NanoMath Winter Championship
January 30, 2021
A student-run online math competition and event for high school and advanced middle school students. In addition to contest rounds, we also have various activities.
This contest will be a partial re-run of the ASDAN Math Tournament, a math contest in China with 750+ participants with problem writers from Berkeley/BMT, Stanford/SMT, JHU/JHMT, Princeton/PUMaC, etc.
Our goal is to make mathematics beyond the school curriculum accessible to more people and promote the collaborative nature of math.
Activities include an estimathon, a guest lecture by Simon Rubinstein-Salzedo, director of Euler Circle, as well as other notable mathematicians.
Our organization previous hosted the Fall Math Meet in October 2020, where over 250 students competed live.
Format & Scoring
The Individual Round consists of 10 problems to be solved in 50 minutes by yourself.
The Team Round consists of 10 problems to be solved in 40 minutes in teams of three people.
The Guts Round consists of 8 sets of 3 questions each, solved one set at a time, in order, in 60 minutes.
Schedule (Pacific Time)
|8:45 – 9:15 AM||Check In|
|9:15 – 9:30 AM||Opening Ceremony|
|9:30 – 10:45 AM||Individual Round|
|10:45 – 11:00 AM||Break|
|11:00 – 11:15 AM||Preparation for Team Round|
|11:15 AM – 12:15 PM||Team Round|
|12:15 – 12:45 PM||Lunch|
|12:45 – 1:45 PM||Half-time Events|
|1:45 – 2:00 PM||Preparation for Guts Round|
|2:00 – 3:20 PM||Guts Round|
|3:20 – 4:45 PM||Break / Tiebreaker|
|4:45 – 5:15 PM||Awards Ceremony|
Frequently Asked Questions
Who can attend the contest?
Any student aged 18 or under and who has not started college is eligible to attend the Winter Championship. However, problems are written at a high school level. For questions about eligibility and exceptions, please email us at firstname.lastname@example.org. Students outside of the U.S. are welcome to compete and receive digital prizes such as gift cards, but are not eligible to receive physical prizes to logistical reasons.

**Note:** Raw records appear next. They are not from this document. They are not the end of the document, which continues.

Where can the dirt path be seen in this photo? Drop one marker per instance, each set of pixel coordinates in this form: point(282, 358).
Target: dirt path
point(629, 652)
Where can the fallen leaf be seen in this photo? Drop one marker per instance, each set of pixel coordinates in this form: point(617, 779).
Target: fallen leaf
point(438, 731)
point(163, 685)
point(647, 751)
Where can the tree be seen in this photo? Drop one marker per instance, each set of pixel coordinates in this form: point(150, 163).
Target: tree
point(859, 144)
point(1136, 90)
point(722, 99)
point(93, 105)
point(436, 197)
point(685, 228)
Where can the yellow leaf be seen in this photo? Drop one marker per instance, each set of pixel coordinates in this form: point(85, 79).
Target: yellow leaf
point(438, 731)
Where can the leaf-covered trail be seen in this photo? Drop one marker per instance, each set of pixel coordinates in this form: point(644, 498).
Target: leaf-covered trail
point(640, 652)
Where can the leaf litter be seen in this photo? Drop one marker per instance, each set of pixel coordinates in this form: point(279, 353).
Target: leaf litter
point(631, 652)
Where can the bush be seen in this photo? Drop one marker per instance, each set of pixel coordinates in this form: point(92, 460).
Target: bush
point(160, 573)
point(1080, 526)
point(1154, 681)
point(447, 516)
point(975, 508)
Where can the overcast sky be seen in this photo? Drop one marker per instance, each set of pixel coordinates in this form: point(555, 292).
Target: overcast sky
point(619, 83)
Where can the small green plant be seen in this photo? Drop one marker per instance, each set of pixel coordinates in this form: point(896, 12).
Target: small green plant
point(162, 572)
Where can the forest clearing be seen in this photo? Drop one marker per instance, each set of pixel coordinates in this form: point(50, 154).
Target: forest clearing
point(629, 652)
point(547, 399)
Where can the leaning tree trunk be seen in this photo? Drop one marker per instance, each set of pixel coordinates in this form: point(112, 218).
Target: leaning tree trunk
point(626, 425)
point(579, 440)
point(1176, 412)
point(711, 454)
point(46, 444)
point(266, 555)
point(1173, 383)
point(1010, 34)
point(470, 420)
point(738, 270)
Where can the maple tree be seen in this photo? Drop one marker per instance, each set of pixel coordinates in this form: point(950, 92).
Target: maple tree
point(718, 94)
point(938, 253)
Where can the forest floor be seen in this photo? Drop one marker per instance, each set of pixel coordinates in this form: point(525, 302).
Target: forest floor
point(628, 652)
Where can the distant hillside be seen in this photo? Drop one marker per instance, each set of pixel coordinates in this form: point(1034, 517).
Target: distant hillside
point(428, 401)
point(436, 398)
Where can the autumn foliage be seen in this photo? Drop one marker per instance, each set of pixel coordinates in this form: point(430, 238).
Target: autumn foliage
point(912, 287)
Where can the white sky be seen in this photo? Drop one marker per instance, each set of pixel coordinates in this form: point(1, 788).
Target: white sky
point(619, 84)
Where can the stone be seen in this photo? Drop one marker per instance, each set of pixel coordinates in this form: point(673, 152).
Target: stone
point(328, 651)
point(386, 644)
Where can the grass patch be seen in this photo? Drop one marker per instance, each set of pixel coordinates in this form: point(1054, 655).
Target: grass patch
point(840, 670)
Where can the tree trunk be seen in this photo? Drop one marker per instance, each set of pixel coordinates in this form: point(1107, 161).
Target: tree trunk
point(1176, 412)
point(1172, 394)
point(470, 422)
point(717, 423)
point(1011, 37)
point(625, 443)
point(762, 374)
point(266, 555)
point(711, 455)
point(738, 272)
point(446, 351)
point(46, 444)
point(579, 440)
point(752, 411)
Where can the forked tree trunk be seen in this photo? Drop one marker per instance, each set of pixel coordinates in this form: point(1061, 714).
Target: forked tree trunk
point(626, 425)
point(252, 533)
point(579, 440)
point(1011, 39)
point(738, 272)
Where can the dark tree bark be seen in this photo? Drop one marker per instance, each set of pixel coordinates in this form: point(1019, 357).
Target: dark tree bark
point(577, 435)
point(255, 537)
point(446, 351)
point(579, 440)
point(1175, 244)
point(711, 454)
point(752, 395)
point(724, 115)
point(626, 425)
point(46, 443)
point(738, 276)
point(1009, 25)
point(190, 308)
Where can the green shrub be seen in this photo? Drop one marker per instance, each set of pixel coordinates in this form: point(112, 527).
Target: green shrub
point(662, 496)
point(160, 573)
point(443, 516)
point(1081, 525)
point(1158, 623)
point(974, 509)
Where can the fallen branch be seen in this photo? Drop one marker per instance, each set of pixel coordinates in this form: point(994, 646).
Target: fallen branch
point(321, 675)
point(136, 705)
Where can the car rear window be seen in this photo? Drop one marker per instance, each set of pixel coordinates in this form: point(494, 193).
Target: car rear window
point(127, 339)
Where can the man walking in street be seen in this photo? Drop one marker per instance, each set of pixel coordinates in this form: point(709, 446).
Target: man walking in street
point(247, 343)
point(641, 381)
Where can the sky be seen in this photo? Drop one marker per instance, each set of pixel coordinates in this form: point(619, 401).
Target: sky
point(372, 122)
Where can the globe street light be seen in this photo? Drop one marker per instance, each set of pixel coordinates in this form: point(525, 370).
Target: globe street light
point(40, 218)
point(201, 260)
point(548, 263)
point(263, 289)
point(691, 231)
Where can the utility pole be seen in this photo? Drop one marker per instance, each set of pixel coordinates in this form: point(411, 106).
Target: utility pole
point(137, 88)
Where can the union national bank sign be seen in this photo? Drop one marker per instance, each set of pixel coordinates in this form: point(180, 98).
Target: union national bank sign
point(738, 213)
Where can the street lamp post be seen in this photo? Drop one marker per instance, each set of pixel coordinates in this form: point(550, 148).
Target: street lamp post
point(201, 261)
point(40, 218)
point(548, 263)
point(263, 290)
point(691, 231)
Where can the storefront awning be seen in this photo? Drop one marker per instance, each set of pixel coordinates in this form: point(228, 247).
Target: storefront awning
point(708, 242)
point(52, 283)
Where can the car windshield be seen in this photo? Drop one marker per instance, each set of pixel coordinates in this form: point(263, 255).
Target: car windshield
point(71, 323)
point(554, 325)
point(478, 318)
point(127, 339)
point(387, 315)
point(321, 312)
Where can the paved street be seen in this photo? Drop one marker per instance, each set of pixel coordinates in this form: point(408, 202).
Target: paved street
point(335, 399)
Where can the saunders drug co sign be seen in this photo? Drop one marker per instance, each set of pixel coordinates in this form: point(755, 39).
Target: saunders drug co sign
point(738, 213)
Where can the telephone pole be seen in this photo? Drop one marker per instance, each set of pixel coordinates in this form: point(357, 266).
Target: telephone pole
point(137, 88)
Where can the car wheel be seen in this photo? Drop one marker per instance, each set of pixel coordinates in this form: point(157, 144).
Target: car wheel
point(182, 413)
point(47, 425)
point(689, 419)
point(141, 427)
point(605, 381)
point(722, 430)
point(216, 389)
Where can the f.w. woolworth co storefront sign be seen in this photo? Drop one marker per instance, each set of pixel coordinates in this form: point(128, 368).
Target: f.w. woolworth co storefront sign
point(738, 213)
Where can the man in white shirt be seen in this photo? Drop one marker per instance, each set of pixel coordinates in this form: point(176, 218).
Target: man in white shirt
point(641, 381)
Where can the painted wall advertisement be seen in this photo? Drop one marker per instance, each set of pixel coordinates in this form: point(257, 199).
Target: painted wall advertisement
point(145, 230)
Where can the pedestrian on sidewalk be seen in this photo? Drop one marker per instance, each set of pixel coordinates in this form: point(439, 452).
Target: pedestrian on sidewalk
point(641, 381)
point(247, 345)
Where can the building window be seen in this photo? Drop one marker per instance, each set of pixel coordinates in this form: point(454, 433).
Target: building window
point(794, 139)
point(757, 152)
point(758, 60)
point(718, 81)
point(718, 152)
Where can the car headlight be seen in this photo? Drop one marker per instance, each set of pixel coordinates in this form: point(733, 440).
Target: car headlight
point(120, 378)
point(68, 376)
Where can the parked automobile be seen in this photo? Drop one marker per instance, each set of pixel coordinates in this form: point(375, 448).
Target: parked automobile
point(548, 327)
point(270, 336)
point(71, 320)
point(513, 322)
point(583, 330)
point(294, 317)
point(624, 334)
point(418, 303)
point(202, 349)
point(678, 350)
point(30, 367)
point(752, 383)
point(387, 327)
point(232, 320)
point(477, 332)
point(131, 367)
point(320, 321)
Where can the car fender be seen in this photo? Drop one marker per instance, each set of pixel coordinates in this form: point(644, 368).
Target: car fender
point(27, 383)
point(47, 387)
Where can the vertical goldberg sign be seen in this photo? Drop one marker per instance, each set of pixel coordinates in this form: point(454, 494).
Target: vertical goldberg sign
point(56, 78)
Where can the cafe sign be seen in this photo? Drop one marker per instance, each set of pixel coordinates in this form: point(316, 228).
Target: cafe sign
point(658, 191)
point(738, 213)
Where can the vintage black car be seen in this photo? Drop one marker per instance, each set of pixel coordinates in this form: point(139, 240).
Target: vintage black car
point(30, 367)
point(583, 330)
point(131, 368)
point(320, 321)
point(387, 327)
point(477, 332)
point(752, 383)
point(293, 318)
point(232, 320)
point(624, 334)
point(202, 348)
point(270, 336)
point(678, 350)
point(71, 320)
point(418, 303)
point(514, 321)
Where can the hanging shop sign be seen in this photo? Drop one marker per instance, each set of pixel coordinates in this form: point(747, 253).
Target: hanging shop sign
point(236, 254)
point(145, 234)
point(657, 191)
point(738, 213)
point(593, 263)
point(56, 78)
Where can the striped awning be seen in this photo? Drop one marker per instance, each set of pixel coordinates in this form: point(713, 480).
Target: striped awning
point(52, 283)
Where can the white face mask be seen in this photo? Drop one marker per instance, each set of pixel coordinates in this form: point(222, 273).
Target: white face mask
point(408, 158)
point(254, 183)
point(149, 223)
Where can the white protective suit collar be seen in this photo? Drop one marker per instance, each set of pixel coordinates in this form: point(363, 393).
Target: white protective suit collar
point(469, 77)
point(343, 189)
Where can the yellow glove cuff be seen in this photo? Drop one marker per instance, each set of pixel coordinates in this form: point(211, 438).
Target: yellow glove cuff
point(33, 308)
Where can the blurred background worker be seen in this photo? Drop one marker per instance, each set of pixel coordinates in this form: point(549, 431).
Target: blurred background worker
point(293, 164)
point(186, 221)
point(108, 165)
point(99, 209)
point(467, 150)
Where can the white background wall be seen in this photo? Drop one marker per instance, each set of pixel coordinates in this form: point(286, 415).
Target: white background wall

Will there be activities besides the contest?
Yes! There will be talks by notable mathematicians, as well as other activities.
Who may be on a team?
A team consists of three competitors. Students do not have to be from the same school in order to be on a team.
What should I do if I do not have enough people to form a complete team?
If you do not have a complete team, we can help you find other teams to pair up with. You can also compete with an incomplete team; however, you will be at a disadvantage.
What materials are allowed on the contest?
We follow the same rules as AMC and AIME. The materials allowed are rulers, straightedges, compasses, and graph paper. Calculators are not allowed, and computers should only be used to communicate during team rounds.
What topics may appear on the tests?
The topics covered are Algebra, Geometry, Number Theory, and Combinatorics. You can view some sample questions here. Note that sample questions may not be indicative of test difficulty.
How hard are the tests?
For those familiar with math competitions, the difficulty of the tests ranges from early AMC to late AIME problems. You can view some sample questions here. Note that receiving what might be considered a "passing" grade in school will be rather difficult, so don't be discouraged if you don't.
How will the contest be held?
The contest will be held live over Zoom on January 30, 2021. The link will be sent out shortly before the contest date.